Dobrosotskaya Irina Y, Bellile Emily, Spector Matthew E, Kumar Bhavna, Feng Felix, Eisbruch Avraham, Wolf Gregory T, Prince Mark E P, Moyer Jeffrey S, Teknos Theodoros, Chepeha Douglas B, Walline Heather M, McHugh Jonathan B, Cordell Kitrina G, Ward P Daniel, Byrd Serena, Maxwell Jessica H, Urba Susan, Bradford Carol R, Carey Thomas E, Worden Francis P
Department of Internal Medicine, University of Michigan, Ann Arbor, MI.
Head Neck. 2014 May;36(5):617-23. doi: 10.1002/hed.23339. Epub 2013 Jul 2.
Optimal treatment for locally advanced squamous cell carcinoma of the oropharynx (SCCOP) is not well defined. Here we retrospectively compare survival and toxicities from 2 different organ preservation protocols.

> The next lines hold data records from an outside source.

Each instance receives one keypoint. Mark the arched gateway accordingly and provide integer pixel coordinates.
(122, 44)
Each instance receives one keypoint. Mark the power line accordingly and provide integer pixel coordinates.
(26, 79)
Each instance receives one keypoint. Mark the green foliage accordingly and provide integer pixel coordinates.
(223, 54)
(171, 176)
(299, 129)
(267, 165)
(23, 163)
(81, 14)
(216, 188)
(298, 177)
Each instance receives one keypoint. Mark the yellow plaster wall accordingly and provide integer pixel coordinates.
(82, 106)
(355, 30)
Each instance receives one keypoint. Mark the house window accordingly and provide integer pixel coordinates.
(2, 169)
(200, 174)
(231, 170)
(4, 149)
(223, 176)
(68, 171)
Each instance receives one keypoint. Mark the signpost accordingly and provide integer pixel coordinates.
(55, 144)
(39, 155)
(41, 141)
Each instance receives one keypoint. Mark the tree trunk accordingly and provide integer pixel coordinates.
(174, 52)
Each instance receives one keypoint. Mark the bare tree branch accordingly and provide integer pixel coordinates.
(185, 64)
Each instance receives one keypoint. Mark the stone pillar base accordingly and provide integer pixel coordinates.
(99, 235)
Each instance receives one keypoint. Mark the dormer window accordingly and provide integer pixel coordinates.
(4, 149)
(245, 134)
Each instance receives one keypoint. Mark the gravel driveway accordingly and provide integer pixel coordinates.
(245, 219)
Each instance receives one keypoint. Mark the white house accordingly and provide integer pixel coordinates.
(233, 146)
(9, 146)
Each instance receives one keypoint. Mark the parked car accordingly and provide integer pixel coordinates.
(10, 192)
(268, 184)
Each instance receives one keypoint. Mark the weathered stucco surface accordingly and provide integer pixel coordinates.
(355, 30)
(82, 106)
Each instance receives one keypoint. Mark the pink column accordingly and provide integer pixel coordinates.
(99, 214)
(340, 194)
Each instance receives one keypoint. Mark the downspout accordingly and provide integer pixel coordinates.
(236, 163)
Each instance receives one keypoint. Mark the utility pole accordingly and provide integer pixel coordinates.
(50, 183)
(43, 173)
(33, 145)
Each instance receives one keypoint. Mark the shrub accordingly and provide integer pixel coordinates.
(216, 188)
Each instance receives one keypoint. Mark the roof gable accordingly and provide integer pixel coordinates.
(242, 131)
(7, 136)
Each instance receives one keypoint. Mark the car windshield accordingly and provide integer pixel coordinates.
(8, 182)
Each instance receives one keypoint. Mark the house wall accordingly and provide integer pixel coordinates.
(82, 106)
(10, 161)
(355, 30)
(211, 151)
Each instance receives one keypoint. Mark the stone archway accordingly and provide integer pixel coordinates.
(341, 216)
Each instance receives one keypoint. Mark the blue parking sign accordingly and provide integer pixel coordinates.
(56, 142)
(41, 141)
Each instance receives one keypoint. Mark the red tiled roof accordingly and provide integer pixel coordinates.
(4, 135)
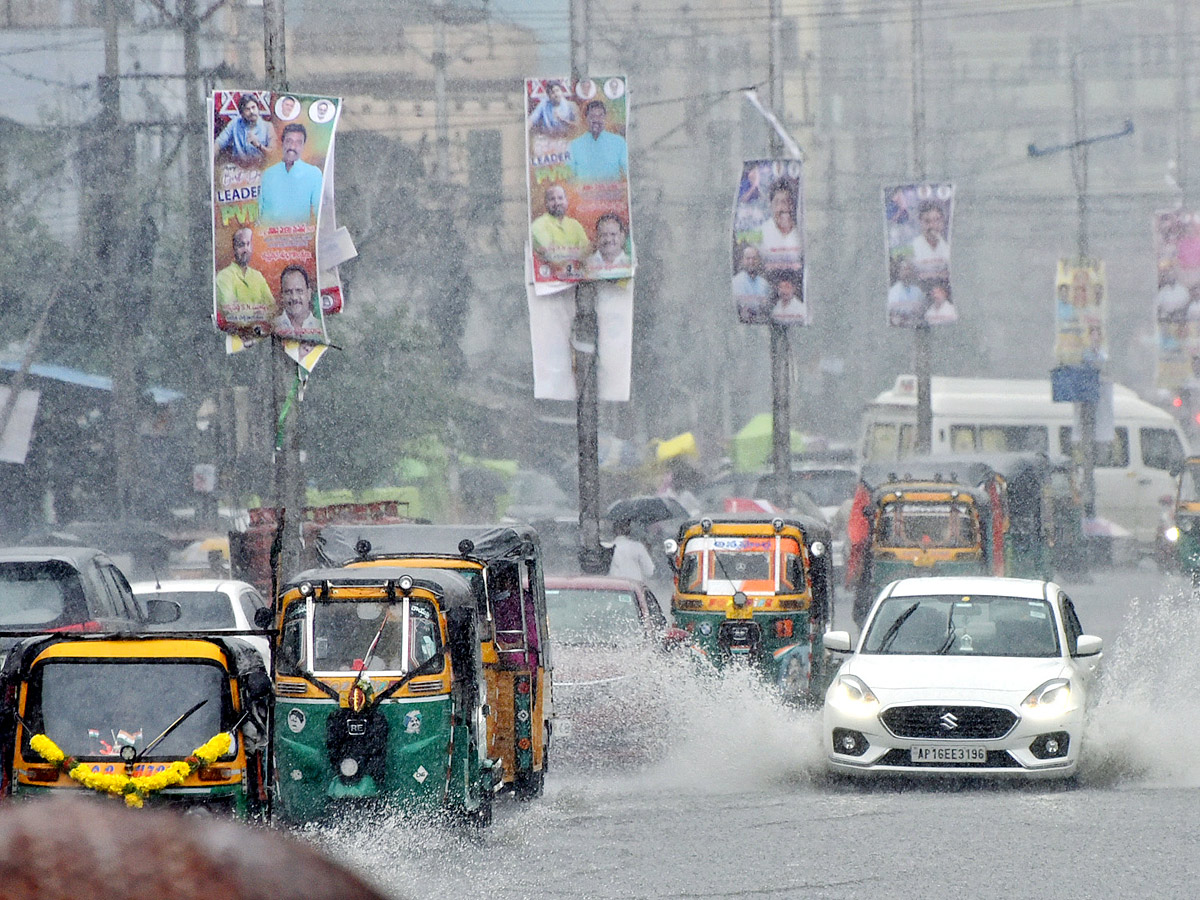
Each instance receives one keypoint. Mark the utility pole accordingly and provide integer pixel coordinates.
(1079, 173)
(780, 349)
(287, 473)
(585, 341)
(115, 262)
(922, 354)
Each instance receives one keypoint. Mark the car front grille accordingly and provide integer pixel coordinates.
(948, 723)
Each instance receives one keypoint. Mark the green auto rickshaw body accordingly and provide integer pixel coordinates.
(504, 568)
(381, 694)
(756, 589)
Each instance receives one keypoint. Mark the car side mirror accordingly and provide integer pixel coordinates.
(162, 612)
(837, 641)
(1089, 645)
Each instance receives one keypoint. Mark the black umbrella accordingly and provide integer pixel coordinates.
(647, 509)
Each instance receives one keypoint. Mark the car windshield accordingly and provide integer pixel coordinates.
(41, 594)
(343, 634)
(964, 625)
(927, 525)
(94, 708)
(202, 610)
(580, 616)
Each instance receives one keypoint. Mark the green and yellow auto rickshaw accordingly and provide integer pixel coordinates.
(381, 695)
(934, 516)
(1183, 535)
(178, 721)
(504, 569)
(756, 589)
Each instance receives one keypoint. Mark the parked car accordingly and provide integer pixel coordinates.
(45, 589)
(963, 676)
(211, 606)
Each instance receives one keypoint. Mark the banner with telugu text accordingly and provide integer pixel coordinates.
(579, 179)
(271, 169)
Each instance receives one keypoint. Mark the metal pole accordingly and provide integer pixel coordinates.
(780, 342)
(585, 341)
(1079, 173)
(287, 474)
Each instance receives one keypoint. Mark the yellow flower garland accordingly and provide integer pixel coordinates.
(133, 787)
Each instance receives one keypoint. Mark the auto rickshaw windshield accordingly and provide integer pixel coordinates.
(928, 525)
(377, 636)
(93, 709)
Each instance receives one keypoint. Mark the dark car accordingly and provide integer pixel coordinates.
(70, 589)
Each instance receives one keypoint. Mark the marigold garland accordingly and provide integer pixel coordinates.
(135, 789)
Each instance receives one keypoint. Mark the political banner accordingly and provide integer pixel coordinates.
(1177, 299)
(768, 244)
(917, 235)
(1080, 313)
(579, 179)
(271, 167)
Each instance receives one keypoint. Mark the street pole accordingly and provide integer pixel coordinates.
(780, 348)
(922, 352)
(287, 473)
(1079, 173)
(585, 341)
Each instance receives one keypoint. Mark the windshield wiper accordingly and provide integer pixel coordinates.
(894, 628)
(171, 727)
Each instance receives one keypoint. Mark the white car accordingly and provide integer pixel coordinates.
(963, 676)
(211, 606)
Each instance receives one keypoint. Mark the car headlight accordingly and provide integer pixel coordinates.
(1051, 697)
(850, 694)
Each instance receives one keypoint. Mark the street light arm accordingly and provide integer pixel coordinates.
(1035, 150)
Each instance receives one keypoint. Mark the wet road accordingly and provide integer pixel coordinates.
(738, 807)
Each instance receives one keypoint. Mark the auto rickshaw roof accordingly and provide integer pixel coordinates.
(449, 587)
(811, 528)
(336, 543)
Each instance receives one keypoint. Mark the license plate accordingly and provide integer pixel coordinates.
(949, 754)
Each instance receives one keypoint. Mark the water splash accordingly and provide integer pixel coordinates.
(1143, 726)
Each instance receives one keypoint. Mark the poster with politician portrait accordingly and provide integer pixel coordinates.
(917, 239)
(579, 179)
(768, 244)
(1177, 298)
(271, 168)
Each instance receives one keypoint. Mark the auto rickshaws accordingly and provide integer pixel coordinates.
(756, 589)
(504, 569)
(178, 721)
(1183, 535)
(924, 516)
(381, 695)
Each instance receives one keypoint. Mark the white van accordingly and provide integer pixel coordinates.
(1135, 451)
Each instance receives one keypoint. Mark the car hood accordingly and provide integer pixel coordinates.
(999, 679)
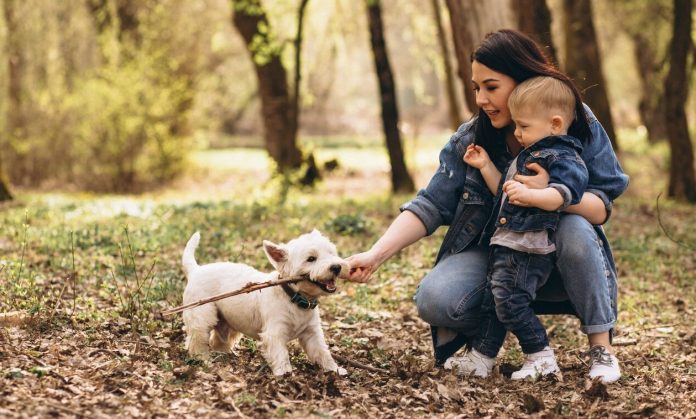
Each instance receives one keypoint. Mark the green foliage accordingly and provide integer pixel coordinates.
(127, 129)
(348, 224)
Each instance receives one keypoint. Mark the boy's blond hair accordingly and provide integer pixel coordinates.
(544, 95)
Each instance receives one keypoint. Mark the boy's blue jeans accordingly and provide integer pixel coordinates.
(514, 279)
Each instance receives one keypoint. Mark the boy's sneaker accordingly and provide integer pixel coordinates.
(471, 363)
(537, 365)
(603, 365)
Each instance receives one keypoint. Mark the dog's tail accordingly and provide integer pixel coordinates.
(188, 259)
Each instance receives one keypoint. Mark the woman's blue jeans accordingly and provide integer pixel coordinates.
(450, 295)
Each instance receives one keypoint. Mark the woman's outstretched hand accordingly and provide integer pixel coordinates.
(362, 266)
(538, 181)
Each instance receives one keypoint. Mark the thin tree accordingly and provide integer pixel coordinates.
(16, 66)
(463, 47)
(450, 90)
(5, 194)
(649, 25)
(682, 180)
(401, 179)
(583, 62)
(279, 108)
(534, 19)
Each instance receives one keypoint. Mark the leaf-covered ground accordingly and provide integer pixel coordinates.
(88, 275)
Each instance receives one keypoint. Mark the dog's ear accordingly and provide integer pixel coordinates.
(276, 253)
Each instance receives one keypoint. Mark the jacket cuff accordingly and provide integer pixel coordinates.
(608, 205)
(565, 194)
(425, 211)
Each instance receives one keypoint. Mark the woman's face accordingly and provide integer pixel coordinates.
(492, 92)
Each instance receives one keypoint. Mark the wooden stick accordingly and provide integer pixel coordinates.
(251, 286)
(357, 364)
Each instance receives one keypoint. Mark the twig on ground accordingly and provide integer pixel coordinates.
(624, 342)
(358, 364)
(250, 287)
(14, 318)
(63, 409)
(106, 351)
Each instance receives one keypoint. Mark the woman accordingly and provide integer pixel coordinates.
(449, 297)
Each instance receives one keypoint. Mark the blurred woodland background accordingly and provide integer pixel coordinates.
(114, 95)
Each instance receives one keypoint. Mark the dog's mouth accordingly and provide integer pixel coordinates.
(326, 285)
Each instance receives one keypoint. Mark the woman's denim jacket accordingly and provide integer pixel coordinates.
(559, 155)
(457, 194)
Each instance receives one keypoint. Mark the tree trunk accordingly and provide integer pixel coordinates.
(652, 101)
(279, 119)
(16, 64)
(5, 194)
(450, 91)
(401, 180)
(682, 180)
(463, 48)
(583, 63)
(534, 19)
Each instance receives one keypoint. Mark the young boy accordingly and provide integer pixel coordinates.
(521, 236)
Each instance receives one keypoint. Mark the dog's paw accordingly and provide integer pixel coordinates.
(279, 372)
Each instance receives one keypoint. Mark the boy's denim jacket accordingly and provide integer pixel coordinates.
(559, 155)
(457, 194)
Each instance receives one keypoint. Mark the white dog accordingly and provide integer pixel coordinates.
(273, 315)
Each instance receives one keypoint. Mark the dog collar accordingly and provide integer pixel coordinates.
(298, 299)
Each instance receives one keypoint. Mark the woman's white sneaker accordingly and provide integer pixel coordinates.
(603, 365)
(537, 365)
(471, 363)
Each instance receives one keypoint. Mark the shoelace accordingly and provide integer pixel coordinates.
(599, 355)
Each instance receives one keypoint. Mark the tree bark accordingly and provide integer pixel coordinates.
(583, 63)
(279, 119)
(450, 90)
(5, 194)
(682, 179)
(534, 19)
(463, 48)
(652, 102)
(401, 180)
(16, 118)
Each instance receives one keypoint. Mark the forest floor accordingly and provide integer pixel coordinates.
(89, 274)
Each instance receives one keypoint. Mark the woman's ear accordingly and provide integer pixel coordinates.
(557, 124)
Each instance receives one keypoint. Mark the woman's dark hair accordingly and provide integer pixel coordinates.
(516, 55)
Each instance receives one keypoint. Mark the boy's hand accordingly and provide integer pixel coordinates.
(476, 156)
(538, 181)
(518, 193)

The matched dataset consisted of 35 patients from each trial matched for age, stage, smoking, and tumor human papillomavirus (HPV) status. Patients in the University of Michigan Cancer Center (UMCC) trial 9921 were treated with induction chemotherapy (IC) followed by high-dose cisplatin and radiation in responders or surgery in nonresponders. Patients in the UMCC trial 0221 were treated with weekly carboplatin and paclitaxel and radiation.
Survival was comparable for both studies and did not differ significantly across each trial after stratifying by HPV status. Grade 3 and 4 toxicities were more frequent in UMCC 9921. At 6 months posttreatment, gastrostomy tube (G-tube) dependence was not statistically different.
These data suggest that survival outcomes in patients with locally advanced SCCOP are not compromised with weekly chemotherapy and radiation therapy, and such treatment is generally more tolerable.
口咽鳞状细胞癌(SCCOP)局部晚期的最佳治疗方法尚未明确。在此,我们回顾性比较了两种不同器官保留方案的生存率和毒性。
匹配数据集由来自每项试验的35例患者组成,根据年龄、分期、吸烟情况和肿瘤人乳头瘤病毒(HPV)状态进行匹配。密歇根大学癌症中心(UMCC)试验9921中的患者先接受诱导化疗(IC),然后对有反应者给予高剂量顺铂和放疗,对无反应者进行手术。UMCC试验0221中的患者接受每周一次的卡铂和紫杉醇治疗以及放疗。
两项研究的生存率相当,按HPV状态分层后,每项试验中的生存率无显著差异。3级和4级毒性在UMCC 9921中更为常见。治疗后6个月,胃造瘘管(G管)依赖情况无统计学差异。
这些数据表明,局部晚期SCCOP患者采用每周化疗和放疗的生存结果不受影响,且这种治疗通常耐受性更好。